A common misconception of a budget is it’s designed to be constraining and restricting. It’s almost as if your budget is hovering over you, ready to pounce on you the moment you slide off-course. And for someone who’s pulling in a substantial income, it can almost feel like a waste of time.
Here’s the thing- budgets for physicians are the complete opposite of this type of scenario. It’s deeply personal and works the way you command it to. Think of a budget as a set of guardrails for your money. If you happen to screw up, you can reference the guardrails you’ve put in place, and get back on track.
Behavior and Budgets: How They Impact One Another
Let’s take this concept of a budget a little deeper. While we can definitely change our behaviors and create new habits, it’s important to understand why we do things the way we do. Otherwise, we’ll never be able to change our actions.

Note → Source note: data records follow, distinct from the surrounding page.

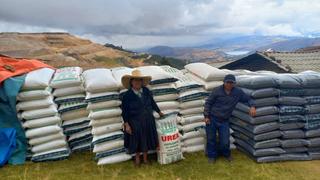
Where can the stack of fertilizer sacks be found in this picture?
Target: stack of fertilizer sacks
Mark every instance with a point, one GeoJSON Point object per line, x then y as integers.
{"type": "Point", "coordinates": [311, 84]}
{"type": "Point", "coordinates": [258, 136]}
{"type": "Point", "coordinates": [69, 94]}
{"type": "Point", "coordinates": [102, 95]}
{"type": "Point", "coordinates": [163, 89]}
{"type": "Point", "coordinates": [191, 119]}
{"type": "Point", "coordinates": [165, 94]}
{"type": "Point", "coordinates": [209, 77]}
{"type": "Point", "coordinates": [292, 116]}
{"type": "Point", "coordinates": [40, 118]}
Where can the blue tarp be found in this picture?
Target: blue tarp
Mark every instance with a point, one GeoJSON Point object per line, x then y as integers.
{"type": "Point", "coordinates": [8, 117]}
{"type": "Point", "coordinates": [7, 144]}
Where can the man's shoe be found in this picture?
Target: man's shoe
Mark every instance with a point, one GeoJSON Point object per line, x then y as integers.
{"type": "Point", "coordinates": [229, 159]}
{"type": "Point", "coordinates": [211, 160]}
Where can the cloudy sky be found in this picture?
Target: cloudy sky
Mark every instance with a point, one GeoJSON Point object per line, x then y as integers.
{"type": "Point", "coordinates": [142, 23]}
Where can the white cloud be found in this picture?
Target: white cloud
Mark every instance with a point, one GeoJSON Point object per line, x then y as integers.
{"type": "Point", "coordinates": [138, 23]}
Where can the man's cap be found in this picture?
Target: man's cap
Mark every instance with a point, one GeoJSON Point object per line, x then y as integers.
{"type": "Point", "coordinates": [230, 78]}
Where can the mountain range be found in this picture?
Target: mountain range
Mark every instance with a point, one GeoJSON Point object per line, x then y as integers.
{"type": "Point", "coordinates": [234, 48]}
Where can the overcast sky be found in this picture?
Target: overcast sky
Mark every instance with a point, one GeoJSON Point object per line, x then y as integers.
{"type": "Point", "coordinates": [142, 23]}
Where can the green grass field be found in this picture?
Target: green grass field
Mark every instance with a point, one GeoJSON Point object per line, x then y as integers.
{"type": "Point", "coordinates": [195, 166]}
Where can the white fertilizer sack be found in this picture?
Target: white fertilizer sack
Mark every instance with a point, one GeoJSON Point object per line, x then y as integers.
{"type": "Point", "coordinates": [169, 140]}
{"type": "Point", "coordinates": [206, 72]}
{"type": "Point", "coordinates": [190, 119]}
{"type": "Point", "coordinates": [67, 77]}
{"type": "Point", "coordinates": [167, 105]}
{"type": "Point", "coordinates": [192, 127]}
{"type": "Point", "coordinates": [207, 85]}
{"type": "Point", "coordinates": [47, 121]}
{"type": "Point", "coordinates": [40, 113]}
{"type": "Point", "coordinates": [106, 129]}
{"type": "Point", "coordinates": [194, 141]}
{"type": "Point", "coordinates": [34, 94]}
{"type": "Point", "coordinates": [103, 104]}
{"type": "Point", "coordinates": [49, 146]}
{"type": "Point", "coordinates": [35, 104]}
{"type": "Point", "coordinates": [167, 97]}
{"type": "Point", "coordinates": [68, 91]}
{"type": "Point", "coordinates": [99, 80]}
{"type": "Point", "coordinates": [196, 110]}
{"type": "Point", "coordinates": [71, 115]}
{"type": "Point", "coordinates": [159, 76]}
{"type": "Point", "coordinates": [47, 138]}
{"type": "Point", "coordinates": [38, 79]}
{"type": "Point", "coordinates": [108, 113]}
{"type": "Point", "coordinates": [192, 104]}
{"type": "Point", "coordinates": [103, 122]}
{"type": "Point", "coordinates": [37, 132]}
{"type": "Point", "coordinates": [119, 72]}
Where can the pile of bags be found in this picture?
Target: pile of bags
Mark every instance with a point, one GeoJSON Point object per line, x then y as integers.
{"type": "Point", "coordinates": [102, 95]}
{"type": "Point", "coordinates": [311, 84]}
{"type": "Point", "coordinates": [191, 120]}
{"type": "Point", "coordinates": [258, 136]}
{"type": "Point", "coordinates": [40, 118]}
{"type": "Point", "coordinates": [209, 77]}
{"type": "Point", "coordinates": [291, 117]}
{"type": "Point", "coordinates": [69, 94]}
{"type": "Point", "coordinates": [286, 127]}
{"type": "Point", "coordinates": [169, 140]}
{"type": "Point", "coordinates": [163, 89]}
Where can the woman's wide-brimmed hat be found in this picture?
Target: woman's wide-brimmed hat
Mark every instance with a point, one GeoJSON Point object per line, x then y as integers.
{"type": "Point", "coordinates": [135, 74]}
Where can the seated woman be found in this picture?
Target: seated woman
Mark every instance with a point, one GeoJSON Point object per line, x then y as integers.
{"type": "Point", "coordinates": [137, 112]}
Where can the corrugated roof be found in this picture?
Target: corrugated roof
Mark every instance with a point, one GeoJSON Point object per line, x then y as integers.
{"type": "Point", "coordinates": [296, 61]}
{"type": "Point", "coordinates": [219, 64]}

We all know there’s a plethora of advice available whether you want to retire, invest, budget, or buy. But it seems like the information on attitudes and emotions with finances is a little tougher to discuss. When you think about it though, your thoughts about money and budgeting had to start somewhere.
Whether you realize it or not, there are a lot of emotions tied to our spending and saving habits which could also affect your attitude towards a budget. You typically learn your attitudes about money from your family and your childhood experiences with money. Think about the ways your childhood memories regarding finances have influenced your current-day attitude.
But there’s also a positive side to associating emotions with spending behavior. If you were exposed to positive money spending habits as a child, then it’s likely you’ve carried those positive behaviors with you into adulthood.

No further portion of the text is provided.